O presidente do Supremo Tribunal Federal (STF), ministro Luís Roberto Barroso, afirmou nesta quarta-feira (27) que uma possível denúncia da Procuradoria-Geral da República (PGR) contra o ex-presidente Jair Bolsonaro e outros 36 acusados por tentativa de golpe deverá ser julgada pela Primeira Turma do STF, composta por cinco ministros.
Questionado sobre a possibilidade de o caso, com tantos réus, ser avaliado pelo plenário do tribunal, Barroso explicou que a competência para analisar o processo é da Primeira Turma.
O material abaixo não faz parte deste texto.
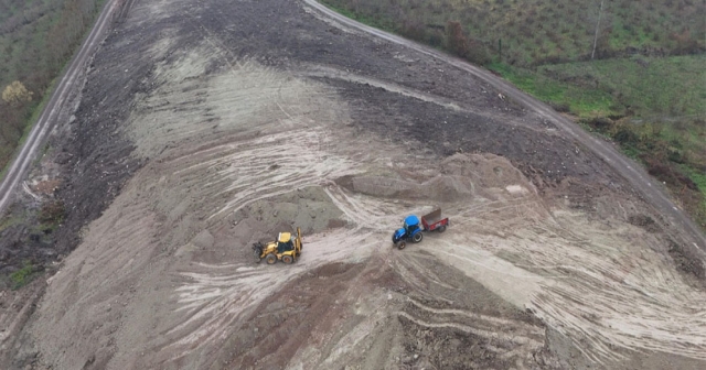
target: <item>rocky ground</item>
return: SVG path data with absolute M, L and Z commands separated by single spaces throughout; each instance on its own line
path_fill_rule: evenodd
M 298 1 L 128 4 L 9 216 L 61 227 L 2 231 L 2 368 L 704 367 L 698 255 L 538 115 Z

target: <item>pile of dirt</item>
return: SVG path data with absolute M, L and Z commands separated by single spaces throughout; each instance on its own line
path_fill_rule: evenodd
M 642 208 L 622 181 L 541 117 L 297 1 L 135 7 L 61 145 L 57 248 L 81 243 L 15 367 L 706 361 L 704 292 L 624 221 Z M 552 192 L 600 194 L 605 217 Z M 394 250 L 400 220 L 437 203 L 451 227 Z M 296 263 L 254 263 L 254 241 L 295 227 Z

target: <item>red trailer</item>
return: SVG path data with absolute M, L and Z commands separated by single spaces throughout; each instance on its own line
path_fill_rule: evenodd
M 425 231 L 446 231 L 446 227 L 449 226 L 449 218 L 441 218 L 441 208 L 437 208 L 434 211 L 421 216 L 421 226 Z

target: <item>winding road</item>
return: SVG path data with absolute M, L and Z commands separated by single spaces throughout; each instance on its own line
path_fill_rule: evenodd
M 696 247 L 706 251 L 706 237 L 704 237 L 704 233 L 694 224 L 694 221 L 692 221 L 684 211 L 682 211 L 674 205 L 674 203 L 672 203 L 668 196 L 661 188 L 660 184 L 652 179 L 641 166 L 623 156 L 610 143 L 593 138 L 575 122 L 564 118 L 561 115 L 557 113 L 545 104 L 520 91 L 511 84 L 506 83 L 502 78 L 494 76 L 488 70 L 473 66 L 459 58 L 440 53 L 431 47 L 417 44 L 409 40 L 405 40 L 391 33 L 353 21 L 320 4 L 315 0 L 301 1 L 318 11 L 320 14 L 334 20 L 335 22 L 346 28 L 355 29 L 375 37 L 386 40 L 387 42 L 403 45 L 405 47 L 415 50 L 419 53 L 426 54 L 443 63 L 452 65 L 459 69 L 466 70 L 480 78 L 481 80 L 492 85 L 495 89 L 502 91 L 505 96 L 510 97 L 516 102 L 524 105 L 527 109 L 532 109 L 535 112 L 547 118 L 548 120 L 554 122 L 560 130 L 563 130 L 565 134 L 586 145 L 586 148 L 590 149 L 600 159 L 602 159 L 611 167 L 613 167 L 618 173 L 624 176 L 628 182 L 642 194 L 642 196 L 649 204 L 656 207 L 656 209 L 659 209 L 659 211 L 663 216 L 665 216 L 665 218 L 667 218 L 672 224 L 675 224 L 678 228 L 686 231 L 689 239 L 692 239 Z M 12 192 L 18 188 L 18 184 L 23 179 L 38 150 L 41 148 L 41 144 L 44 142 L 47 133 L 55 124 L 61 108 L 65 102 L 67 96 L 76 87 L 76 84 L 79 84 L 82 78 L 85 76 L 86 62 L 89 59 L 89 57 L 93 55 L 96 47 L 100 43 L 106 29 L 109 26 L 113 20 L 113 14 L 116 12 L 116 10 L 120 9 L 120 7 L 125 4 L 125 0 L 108 0 L 94 29 L 90 31 L 90 34 L 82 45 L 74 59 L 71 62 L 69 67 L 62 77 L 49 104 L 44 108 L 42 116 L 32 129 L 19 155 L 10 165 L 7 176 L 0 184 L 0 213 L 2 213 L 4 208 L 10 204 Z M 132 2 L 132 0 L 128 0 L 127 2 Z M 122 9 L 125 9 L 125 7 L 122 7 Z
M 329 19 L 332 19 L 340 24 L 368 33 L 375 37 L 383 39 L 385 41 L 403 45 L 411 48 L 425 55 L 431 56 L 438 61 L 452 65 L 461 70 L 466 70 L 479 79 L 490 84 L 495 89 L 504 94 L 506 97 L 515 100 L 516 102 L 525 106 L 527 109 L 534 110 L 538 115 L 542 115 L 547 120 L 550 120 L 556 124 L 569 138 L 586 145 L 589 150 L 596 153 L 601 160 L 607 162 L 613 170 L 621 174 L 628 182 L 642 195 L 648 204 L 655 207 L 660 214 L 662 214 L 670 222 L 676 225 L 680 229 L 688 233 L 688 239 L 692 240 L 695 247 L 702 251 L 706 251 L 706 237 L 700 231 L 698 226 L 680 208 L 677 208 L 670 197 L 661 188 L 650 175 L 648 175 L 639 164 L 632 162 L 624 155 L 622 155 L 610 143 L 599 140 L 586 132 L 581 127 L 566 119 L 547 105 L 539 100 L 528 96 L 527 94 L 518 90 L 507 81 L 493 75 L 492 73 L 469 64 L 466 61 L 452 57 L 450 55 L 440 53 L 431 47 L 415 43 L 413 41 L 396 36 L 394 34 L 374 29 L 372 26 L 356 22 L 350 18 L 341 15 L 331 9 L 322 6 L 317 0 L 301 0 L 307 6 L 313 8 L 321 14 Z
M 83 77 L 85 77 L 86 62 L 94 54 L 103 35 L 113 21 L 113 14 L 122 0 L 108 0 L 96 21 L 90 34 L 81 45 L 78 53 L 74 56 L 68 68 L 64 73 L 64 76 L 60 80 L 56 89 L 52 92 L 52 97 L 44 107 L 42 116 L 32 128 L 30 135 L 28 137 L 24 145 L 20 150 L 14 161 L 10 164 L 7 175 L 0 183 L 0 214 L 10 205 L 12 193 L 18 188 L 18 185 L 24 178 L 26 171 L 32 163 L 32 160 L 36 155 L 38 150 L 46 139 L 49 132 L 52 131 L 58 113 L 61 112 L 66 98 L 71 95 L 75 88 L 81 85 Z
“O juízo natural dessas matérias é a Primeira Turma. O envio ao plenário seria excepcional. Caso o relator [ministro Alexandre de Moraes] e a Primeira Turma considerem necessário, poderá ser encaminhado ao plenário. Contudo, essa decisão cabe a eles, e não ao presidente do tribunal”, destacou Barroso.
Conforme o regimento interno do STF, as turmas do tribunal são responsáveis por julgar ações penais. No caso, como o relator Alexandre de Moraes integra a Primeira Turma, caberá a este colegiado julgar a eventual denúncia. Além de Moraes, compõem a Primeira Turma os ministros Flávio Dino, Cristiano Zanin, Cármen Lúcia e Luiz Fux.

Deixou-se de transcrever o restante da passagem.